Investment fuels clean energy

Investment fuels clean energy

By JOAN HENSON

Students worldwide have urged adults to strike on September 20, for extensive government investment in job guarantees for fossil fuel workers, facing renewable energy-induced unemployment.

The Maritime Union of Australia Sydney (MUAS) has joined School Strike 4 Climate’s (SS4C) Sydney campaign, advocating a just transition, while imparting the economic and moral toll of climate disaster on frontline workers.

Last Wednesday 16-year-old SS4C activists, Varsha Yajman and Daisy Jeffrey, asked members of various unions, who were packed into an MUAS conference room, to help craft a just transition demand. This would support their three existing demands for averting climate crisis, including: “stop the Adani coalmine”.

Miners’ backlash at the anti-Adani campaign is viewed as a key reason for the swing towards the LNP in QLD during the recent federal election.

“We can’t elaborate on the process which is going to carry those communities through,” Ms Jeffrey said. ”That’s something we really need the unions to take and run with, so once that demand is heard, we can take that to parliament.”

Ms Jeffrey said the Domain is the expected strike location, as police estimate a turnout of 60 000 people. MUAS and the National Tertiary Education Union’s (NTEU) UTS, USYD, UNSW, Victorian Division and NSW Division, have all passed resolutions supporting the global strike.

In March, 30 000 youth walked from Town Hall Square to Hyde Park in the first global climate strike of 100 countries.

Frontline workers want decent, moral jobs

Tommy-John Herbert is an MUA member, wharfie, and ex-fossil fuel worker. He said he had worked in the fossil fuel industry under decent working conditions, fought for “tooth and nail” by the MUA, giving him the ability to experience the “most extreme, interesting environments”.

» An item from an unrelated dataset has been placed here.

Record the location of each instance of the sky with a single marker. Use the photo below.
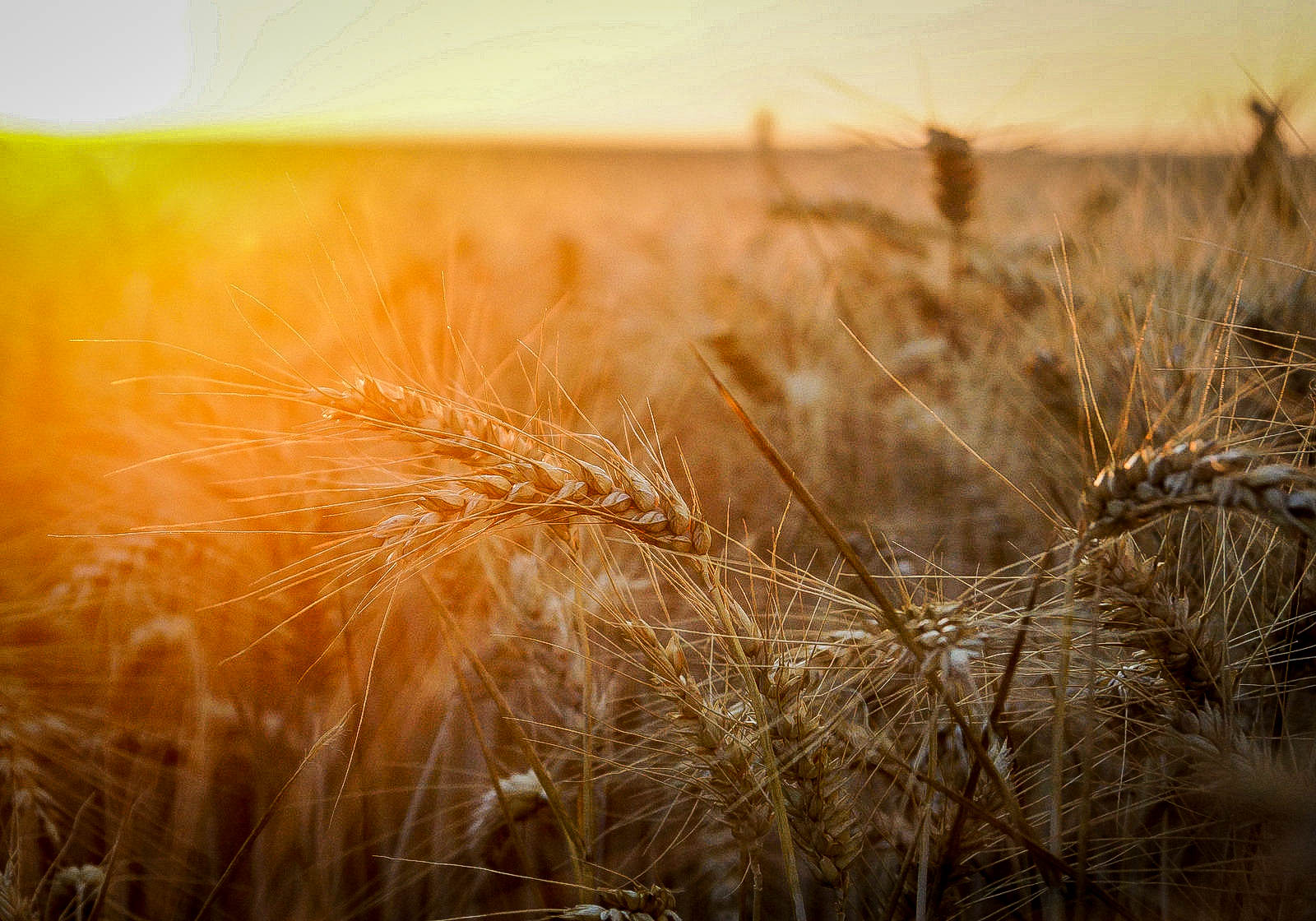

Seafaring on the Malacca Straits, away from synthetic lights, he saw lava “seeping from a volcano, that lit the whole sky”. Whales would even swim by the vessel.

But dredging beach ecosystems left him “morally torn”, as factoring in environmental impacts meant “accepting that you will be destroying something.”

“I was in the same position as some of these workers now… it was the only job available and it was what I was trained to do.” Given the chance, Mr Herbert said, most workers would want to work in jobs that are morally agreeable.

Victoria’s Star of the South project, which would be Australia’s first offshore windfarm, has been hailed as a gamechanger by the MUA in its ability to potentially introduce 12 000 manufacturing and construction jobs in renewable energy. Mr Herbert sees it as a chance to “kickstart” the movement.

Australia behind in planning transition

In a May 2019 article for The Conversation, UTS Institute for Sustainable Futures researchers, gave four steps for Australia to prepare a successful transition, as there is no national energy transition plan and “little planning” towards one.

Australia could learn from Germany, where a “government-appointed coal commission developed a pathway for the full closure and transition of the coal industry by 2038”. This included a “social compact between key parties”, including unions, coal regions, industry associations, scientists, and environmental NGOs.

The ALP went into their failed federal election bid with a plan to establish a Just Transition Authority. Researchers said that the plan lacked Germany’s “coordinated exit” and covered only power generators, not coal mining, which would be more challenging due to a prevalence of low-skilled workers.

The good news is that Victoria is a “global leader on regional level adjustment” in its Latrobe Worker Transfer Scheme.

MUA National Research Officer, Penny McCall Howard, said the MUA is working with the Latrobe Valley Authority and miners’ union to help workers from Latrobe coal-fired power stations, and members in offshore oil and gas, “transition to good jobs on the Star of the South”.

She added that the new QLD publicly-owned clean energy generator, CleanCo, is an “example of better renewable energy policy, because public ownership allows for better planning of renewable electricity generation, storage and grid”. Its framework incorporates a just transition.

In the meantime, union members have been spurred by the struggles of their colleagues and bravery of school strikers. Feiyi Zhang, an Australian Services Union (ASU) member and community sector worker, has seen the impact of climate change-exacerbating drought in far western NSW.

Ms Zhang said local communities need more support, as they “aren’t able to sustain the economy within the local town”, and her colleagues must work above quotas to attend the resulting social crisis. While previously politically active, these factors led her to join a September 20 organising committee, to work with School Strike 4 Climate.

NSW energy minister, Matthew Kean, was contacted for comment.